A reader recently shared an article from Politico, titled, “Gun Violence is Actually Worse in Red States. It’s Not Even Close.” It began by quoting the rhetoric of various ambitious Republicans on the subject:
In October, Florida’s Republican governor Ron DeSantis proclaimed crime in New York City was “out of control” and blamed it on George Soros. Another Sunshine State politico, former president Donald Trump, offered his native city up as a Democrat-run dystopia, one of those places “where the middle class used to flock to live the American dream are now war zones, literal war zones.” In May 2022, hours after 19 children were murdered at Robb Elementary in Uvalde, Texas, Republican Gov. Greg Abbott swatted back suggestions that the state could save lives by implementing tougher gun laws by proclaiming“Chicago and L.A. and New York disprove that thesis.”
As the article points out, this is pure propaganda.
In reality, the region the Big Apple comprises most of is far and away the safest part of the U.S. mainland when it comes to gun violence, while the regions Florida and Texas belong to have per capita firearm death rates (homicides and suicides) three to four times higher than New York’s. On a regional basis it’s the southern swath of the country — in cities and rural areas alike — where the rate of deadly gun violence is most acute, regions where Republicans have dominated state governments for decades.

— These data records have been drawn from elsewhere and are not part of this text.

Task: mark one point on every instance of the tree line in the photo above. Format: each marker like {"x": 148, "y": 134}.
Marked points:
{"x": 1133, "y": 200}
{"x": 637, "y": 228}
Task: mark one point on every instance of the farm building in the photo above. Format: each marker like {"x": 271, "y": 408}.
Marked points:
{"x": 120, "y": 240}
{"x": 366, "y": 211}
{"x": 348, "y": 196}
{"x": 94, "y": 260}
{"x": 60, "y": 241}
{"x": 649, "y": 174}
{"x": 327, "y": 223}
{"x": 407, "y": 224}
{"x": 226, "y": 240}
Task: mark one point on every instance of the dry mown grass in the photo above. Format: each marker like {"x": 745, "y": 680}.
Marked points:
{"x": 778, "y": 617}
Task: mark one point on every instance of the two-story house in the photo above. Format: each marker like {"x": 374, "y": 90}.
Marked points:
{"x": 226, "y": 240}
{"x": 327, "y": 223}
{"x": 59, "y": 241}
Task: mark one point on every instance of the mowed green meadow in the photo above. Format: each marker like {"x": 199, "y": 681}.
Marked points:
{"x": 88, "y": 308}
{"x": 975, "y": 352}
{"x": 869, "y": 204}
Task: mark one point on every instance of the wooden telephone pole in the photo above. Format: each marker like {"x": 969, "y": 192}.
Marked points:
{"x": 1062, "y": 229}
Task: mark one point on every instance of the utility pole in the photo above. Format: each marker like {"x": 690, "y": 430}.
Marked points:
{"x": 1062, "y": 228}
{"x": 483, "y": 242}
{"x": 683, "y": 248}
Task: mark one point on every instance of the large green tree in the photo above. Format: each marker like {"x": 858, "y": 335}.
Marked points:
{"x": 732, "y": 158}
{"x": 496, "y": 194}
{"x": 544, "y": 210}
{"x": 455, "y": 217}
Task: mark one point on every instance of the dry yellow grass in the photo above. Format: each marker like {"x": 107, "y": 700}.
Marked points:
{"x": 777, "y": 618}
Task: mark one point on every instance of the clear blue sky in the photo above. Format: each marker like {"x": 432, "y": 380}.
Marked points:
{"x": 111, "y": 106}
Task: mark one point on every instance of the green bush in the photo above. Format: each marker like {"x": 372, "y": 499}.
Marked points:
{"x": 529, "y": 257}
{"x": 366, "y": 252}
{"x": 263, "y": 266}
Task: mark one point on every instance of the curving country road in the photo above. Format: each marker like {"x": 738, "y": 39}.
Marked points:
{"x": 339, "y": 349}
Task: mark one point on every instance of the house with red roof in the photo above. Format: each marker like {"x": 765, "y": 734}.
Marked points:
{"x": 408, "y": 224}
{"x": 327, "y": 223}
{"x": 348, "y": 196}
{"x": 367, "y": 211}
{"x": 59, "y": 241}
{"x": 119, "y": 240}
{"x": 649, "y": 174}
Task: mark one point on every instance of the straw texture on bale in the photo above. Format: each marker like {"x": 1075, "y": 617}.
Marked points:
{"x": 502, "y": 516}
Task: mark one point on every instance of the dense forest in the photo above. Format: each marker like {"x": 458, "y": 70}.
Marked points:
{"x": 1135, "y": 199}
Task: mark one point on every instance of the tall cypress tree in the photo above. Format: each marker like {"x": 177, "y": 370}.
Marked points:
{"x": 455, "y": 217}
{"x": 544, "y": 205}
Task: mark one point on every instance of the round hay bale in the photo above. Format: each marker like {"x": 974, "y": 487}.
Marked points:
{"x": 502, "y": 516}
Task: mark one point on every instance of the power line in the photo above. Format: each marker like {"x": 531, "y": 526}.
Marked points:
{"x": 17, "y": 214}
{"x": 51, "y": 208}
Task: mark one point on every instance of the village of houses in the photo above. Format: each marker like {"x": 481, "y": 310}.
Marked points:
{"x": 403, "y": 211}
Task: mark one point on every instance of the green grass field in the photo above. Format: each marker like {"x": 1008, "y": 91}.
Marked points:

There are a number of reasons beyond policy for these disparities, including the differing cultures of those who originally colonized various areas of the country. But the current assaults on even minimal efforts to reduce gun violence employ outright lies to play on deep-seated, mostly rural fears of urban life.
There are mounting, disquieting “cautionary tales” about America’s deepening divisions into rural and urban, Red and Blue. A week or so ago, the Washington Post ran a truly terrifying story about the radical Right takeover of a small Michigan county. It deserves to be read in its entirety, but the introductory paragraphs are instructive.
The eight new members of the Ottawa County Board of Commissioners had run for office promising to “thwart tyranny” in their lakeside Michigan community of 300,000 people.
In this case the oppressive force they aimed to thwart was the county government they now ran….
The new commissioners, all Republicans, swore their oaths of office on family Bibles. And then the firings began. Gone was the lawyer who had represented Ottawa County for 40 years. Gone was the county administrator who oversaw a staff of 1,800. To run the health department, they voted to install a service manager from a local HVAC company who had gained prominence as a critic of mask mandates.
As the session entered its fourth hour, Sylvia Rhodea, the board’s new vice chair, put forward a motion to change the motto that sat atop the county’s website and graced its official stationery. “Whereas the vision statement of ‘Where You Belong’ has been used to promote the divisive Marxist ideology of the race, equity movement”…
Rhodea proposed to unite the county around America’s “true history” as a “land of systemic opportunity built on the Constitution, Christianity and capitalism.’”
County Commission meetings everywhere tend to be lightly attended, but the article reports that ensuing meetings of this particular board were “packed with so many angry people calling each other “fascists,” “communists,” “Christian nationalists” and “racists” that the county would have to open an overflow room down the hall.”
The Guardian reports a similar takeover in Blue California.
In a seemingly long gone era – before the Trump presidency, and Covid, and the 2020 election – Doni Chamberlain would get the occasional call from a displeased reader who had taken issue with one of her columns. They would sometimes call her stupid and use profanities.
Today, when people don’t like her pieces, Chamberlain said, they tell her she’s a communist who doesn’t deserve to live. One local conservative radio host said she should be hanged.
The escalation of America’s culture wars isn’t only visible in small, rural counties. Consider a recent report out of Alabama.
The state of Alabama’s top early education official was forced out Friday by Gov. Kay Ivey over a teacher resource guide—one that promotes inclusion of various kinds of families and acknowledges the reality of racism in the nation’s history—the Republican leader denounced as too “woke.”
After an apparent refusal to denounce the book or accept its removal, Barbara Cooper, head of the Alabama Department of Early Education, was compelled to tender her resignation, which Ivey accepted.
And speaking of gun culture, the Guardian also reported on an event held by Idaho Republicans that “honored” Kyle Rittenhouse, the teen who shot and killed two people at an anti-racism protest.
There really are two (very different) Americas.